Weisdorf observed in an interview with the author:
One hundred percent medical opinion — not fact, not peer review — was enough for the US’s highest court to rule against the church and cancel the First Amendment indefinitely,”
Another chilling read is the UK Supreme Court’s 2012 decision granting Sweden’s request to UK officials to arrest and extradite Julian Assange. The court determined that the Swedish prosecutor who issued the European Arrest Warrant for Assange fit the European Union’s interpretation of a ‘judicial authority’ who is allowed to issue such a warrant. Thus it consented to a single individual from another country being not merely a prosecutor, but also essentially a judge over a UK resident (Assange).
“This type of thinking pervades the legal realm even more today. And many people in government are licking their chops at the prospect of expanding administrative tribunals and closing the courts. That’s why I went to the lengths that I did to fight Toronto’s APS and challenge the bylaw that enacted it,” said Weisdorf, who welcomes the use of his legal arguments by others to challenge the system and hopefully win.
One clue as to why this is occurring is that traffic and parking fines and civil forfeiture are cash cows.

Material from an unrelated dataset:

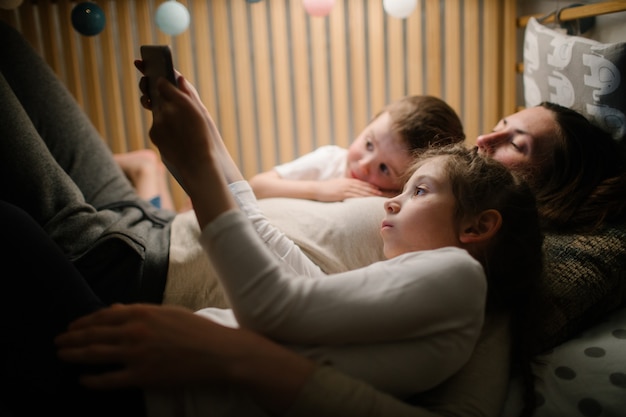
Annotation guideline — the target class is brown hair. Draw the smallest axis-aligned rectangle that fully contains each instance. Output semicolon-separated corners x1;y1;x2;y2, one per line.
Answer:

And the draconian COVID-19-containment measures have left tens of thousands of municipalities, states and provinces teetering on the edge of bankruptcy, and therefore eager to exploit all possible revenue streams.
Another clue is in the city of Toronto’s rebuttal to Weisdorf’s constitutional challenge of the APS. The city’s legal representatives repeatedly called residents’ constitutional rights “loopholes.”
“The administrators see our rights as inconvenient, a hindrance to efficiency and easily removable. And I’m sure various medical ‘authorities’ see them exactly the same way,” concluded Weisdorf.
As if to hammer this home, on July 21 the Ontario government under Premier Doug Ford enacted legislation that allows it to extend the province’s COVID-19 state of emergency every month for up to one year without a vote of the legislature.
Under Bill 195,‘The Reopening Ontario Act,’ they also can then continue the state of emergency for an indefinite number of years one year at a time by a vote of the legislature, in which Ford’s Progressive Conservative Party has a majority.
The Canadian Civil Liberties Association described this as allowing Ford’s administration to “maintain the existing emergency powers while freeing the executive branch of effective democratic oversight.” Ontario is the only province or state in North America with such a law.